I think that ninety percent of the time, it was very good for him.  The other ten percent of the time, he was freaking out.  But then it’s like every other husband in the world.

How was he as a father?

I never met the man—how do I know?  I made a point of not talking to the kids.  That wasn’t the story.  I was writing the story of Varian Fry, and Varian Fry was famous for what he did in France.  To understand the man in France, you have to understand the life, but you don’t have to go to the family that much.

Getting back to his mission to France in 1940-41, is there a broader lesson here in terms of selecting people for such jobs?

Absolutely.  We all run on statistics and pie charts and averages.  And the only interesting person is the person who bucks the average.  So we never choose them.  And it’s as true today as it was 60 years ago.  Fry was chosen by chance.

So luckily there wasn’t really much of an organization at the outset...

Had the organization been hardened and organized and longer-standing, someone like Fry would never have gotten through the net, and what Fry did would never have happened.  That’s the way life goes.  I think the significance of the story is that it was a lucky chance that it happened.  There was nothing running on rails that meant that an American like Fry would go to France and help these people.  It was a complete fluke.

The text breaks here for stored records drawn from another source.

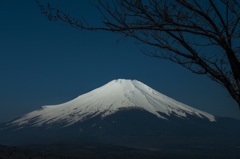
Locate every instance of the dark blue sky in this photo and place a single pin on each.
(45, 63)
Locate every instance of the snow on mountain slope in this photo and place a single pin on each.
(107, 100)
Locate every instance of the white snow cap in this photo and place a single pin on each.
(107, 100)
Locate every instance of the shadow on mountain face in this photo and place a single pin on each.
(145, 133)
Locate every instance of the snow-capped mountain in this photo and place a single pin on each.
(109, 99)
(123, 112)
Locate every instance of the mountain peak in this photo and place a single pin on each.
(107, 100)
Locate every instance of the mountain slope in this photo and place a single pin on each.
(107, 100)
(128, 113)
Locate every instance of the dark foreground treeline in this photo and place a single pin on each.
(86, 150)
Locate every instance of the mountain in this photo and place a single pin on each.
(109, 99)
(129, 113)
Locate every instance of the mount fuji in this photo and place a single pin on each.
(123, 112)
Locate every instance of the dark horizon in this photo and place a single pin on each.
(47, 63)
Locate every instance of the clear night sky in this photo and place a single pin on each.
(47, 63)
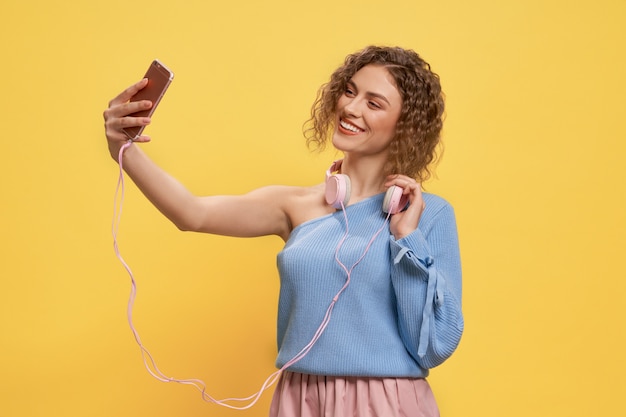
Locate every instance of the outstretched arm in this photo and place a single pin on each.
(257, 213)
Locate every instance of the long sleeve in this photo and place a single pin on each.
(426, 276)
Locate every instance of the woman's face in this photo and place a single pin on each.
(367, 112)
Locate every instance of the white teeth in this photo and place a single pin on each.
(349, 127)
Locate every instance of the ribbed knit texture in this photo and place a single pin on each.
(401, 313)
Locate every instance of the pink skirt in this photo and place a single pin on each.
(302, 395)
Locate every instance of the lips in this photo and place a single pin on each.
(349, 127)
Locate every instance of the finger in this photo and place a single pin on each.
(128, 93)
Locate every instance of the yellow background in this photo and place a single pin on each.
(534, 165)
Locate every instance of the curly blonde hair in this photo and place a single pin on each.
(414, 147)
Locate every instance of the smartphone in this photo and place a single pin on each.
(159, 78)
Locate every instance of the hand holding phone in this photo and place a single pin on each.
(159, 78)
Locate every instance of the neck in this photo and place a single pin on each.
(366, 175)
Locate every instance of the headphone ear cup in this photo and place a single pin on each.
(394, 201)
(337, 190)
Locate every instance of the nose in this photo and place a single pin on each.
(353, 108)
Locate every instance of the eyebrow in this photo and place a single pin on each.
(370, 93)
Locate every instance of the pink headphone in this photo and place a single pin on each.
(338, 191)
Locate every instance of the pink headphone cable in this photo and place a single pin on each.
(200, 385)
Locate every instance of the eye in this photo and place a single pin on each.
(374, 104)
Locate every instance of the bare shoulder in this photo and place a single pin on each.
(300, 204)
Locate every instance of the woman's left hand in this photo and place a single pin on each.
(405, 222)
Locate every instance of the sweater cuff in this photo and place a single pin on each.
(412, 246)
(415, 249)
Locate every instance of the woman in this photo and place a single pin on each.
(393, 280)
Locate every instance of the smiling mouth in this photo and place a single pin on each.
(350, 127)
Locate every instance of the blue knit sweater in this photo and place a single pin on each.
(401, 313)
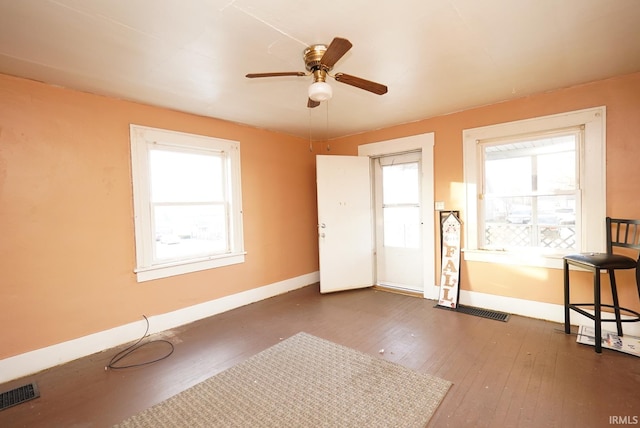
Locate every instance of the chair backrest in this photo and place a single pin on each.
(623, 233)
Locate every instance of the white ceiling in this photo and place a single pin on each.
(436, 56)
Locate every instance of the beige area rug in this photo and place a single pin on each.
(303, 381)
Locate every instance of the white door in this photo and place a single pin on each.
(398, 208)
(344, 222)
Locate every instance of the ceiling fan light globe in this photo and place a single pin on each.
(320, 91)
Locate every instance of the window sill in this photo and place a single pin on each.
(552, 261)
(180, 268)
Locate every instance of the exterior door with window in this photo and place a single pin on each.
(399, 258)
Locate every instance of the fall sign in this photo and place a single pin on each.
(450, 276)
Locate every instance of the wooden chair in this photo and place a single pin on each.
(620, 233)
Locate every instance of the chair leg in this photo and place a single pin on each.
(597, 311)
(567, 323)
(616, 304)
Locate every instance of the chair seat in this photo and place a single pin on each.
(602, 260)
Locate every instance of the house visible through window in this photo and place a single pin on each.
(529, 192)
(186, 201)
(535, 189)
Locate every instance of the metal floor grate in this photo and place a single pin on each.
(484, 313)
(18, 395)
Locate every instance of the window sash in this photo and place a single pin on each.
(591, 195)
(150, 264)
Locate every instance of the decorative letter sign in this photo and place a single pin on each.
(450, 277)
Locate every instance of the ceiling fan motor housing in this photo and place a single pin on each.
(313, 56)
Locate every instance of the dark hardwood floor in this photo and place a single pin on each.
(522, 373)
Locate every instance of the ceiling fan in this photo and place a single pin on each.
(319, 61)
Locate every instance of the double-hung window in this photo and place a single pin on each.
(187, 202)
(535, 188)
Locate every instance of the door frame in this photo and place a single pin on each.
(425, 143)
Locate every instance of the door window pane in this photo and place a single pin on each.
(401, 205)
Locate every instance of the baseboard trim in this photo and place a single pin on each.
(529, 308)
(40, 359)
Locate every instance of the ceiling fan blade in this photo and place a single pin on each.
(279, 74)
(361, 83)
(335, 51)
(312, 104)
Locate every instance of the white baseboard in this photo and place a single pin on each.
(539, 310)
(32, 362)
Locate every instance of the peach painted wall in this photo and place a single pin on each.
(66, 215)
(621, 96)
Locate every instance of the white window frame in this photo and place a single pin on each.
(143, 139)
(591, 195)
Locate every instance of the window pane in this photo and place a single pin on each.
(400, 184)
(508, 176)
(529, 198)
(401, 227)
(185, 177)
(184, 231)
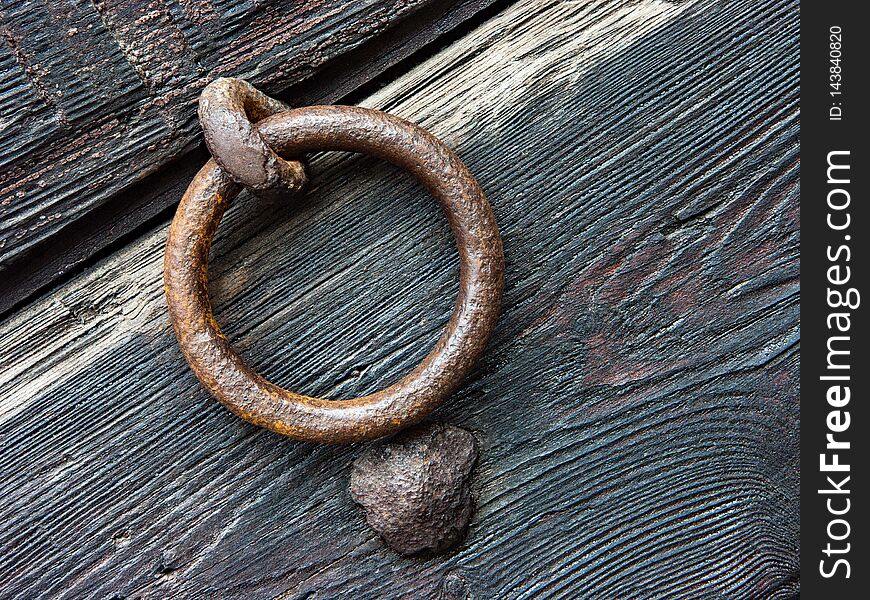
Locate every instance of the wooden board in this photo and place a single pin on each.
(637, 410)
(98, 99)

Which is partly why it’s such a good story, because when flukes happen, other flukes happen, and then it becomes something special.  Had it been handled by a more organized and established committee, there wouldn’t have been the slack in the rope to let Fry go there and do something like that.  And it’s doubtful, extremely doubtful, that a quarter of the people would have gotten out.

And that’s the moral, as we live in an increasingly bureaucratized and organized age.  We should actually look at what happens when things get a bit looser; you get more done.